Advice, not the criticism
If someone criticizes your ideas, it doesn’t mean this person attacks you personally, or your talent. Your colleagues, just like you are common people with both strong and weak points. They have a limited capacity for patience in everyday problems. For this reason, their comments might seem too harsh. Though, in most cases, these comments don’t hide evil or bad intentions, quite the opposite. Keeping your ego under control can result in learning something new or at least learning to accept criticism without hard feelings.

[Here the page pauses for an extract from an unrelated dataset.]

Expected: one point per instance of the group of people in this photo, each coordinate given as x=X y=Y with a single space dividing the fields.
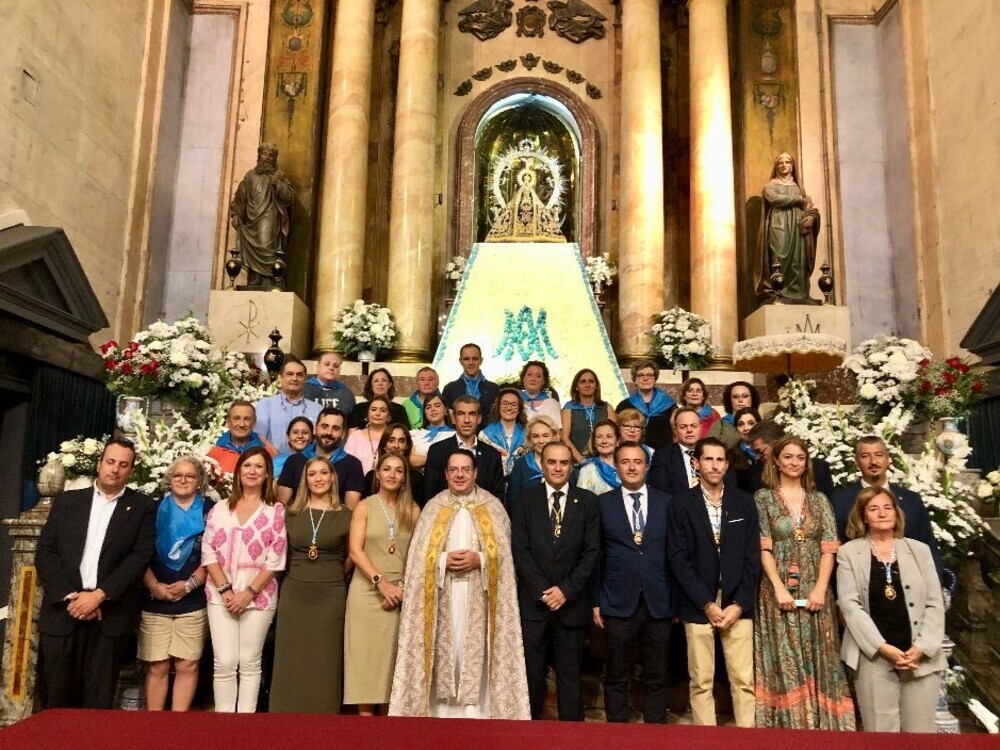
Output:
x=417 y=560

All ideas should be the product of a team work
Your idea has been accepted but edited in such a way that it doesn’t look like your initial idea at all. To ignore this situation, you just withdraw into your own world, put on your earphones, and listen to the music. From a legal point of view, all ideas created within the company during working hours belong to the company, not to you. Unofficially, that idea becomes a common good, the whole team stands behind it, and from the moment the idea got approved, everyone is working on it in terms of editing, corrections, additions, enhancements. It is a fluid state and should be shaped. It is still your idea but the common goal becomes more important than your ego.
Healthy competition
You and your colleague got the same task, and the better of two solutions will be chosen. It is hard to admit defeat in these situations. But it doesn’t mean your colleague is better than you or that you should keep trying to find a way to judge that choice as a bad one. Study both solutions, learn about the differences, and how to do a better job next time. You will understand what your client wants and the way he/she thinks. Healthy competition within any agency usually leads to mutual personal development.
Client relationships
The client is never right but his word is always the last one. The product of teamwork can be rejected or even ruined by the client. They might have ideas different from yours. This could trigger the ego of the whole team. Nevertheless, such situations may have advantages too. This way you can understand your client better, his/her needs, and learn the way to communicate on a higher level of understanding each other. Sometimes, if you try a different approach, it might happen you can convince clients and implement your ideas that were initially rejected.
Audience relationship
You might have been in a situation to be in a company when people start criticizing TV commercials. You might have felt the urge to oppose them because you have another point of view as you have a different perspective since you’ve started working in an agency. You observe and judge commercials based on higher criteria than “common” people. Those “common” people can be very tough when judging commercials and this is very visible on social channels. When you read or hear a bad comment about your work, your ego starts working and you feel the need to fight even in Instagram comments. Don’t do it, just accept the criticism and try to apply it if it comes from your target audience. If not, just ignore it…
Marketing, or at least its creative part is a subjective discipline and it takes a lot of self-confidence, but try to base your self-confidence on hard work, experience, not on your ego. Expressing your ego is a common thing in our profession, it is expected, but try to feed it with facts and arguments.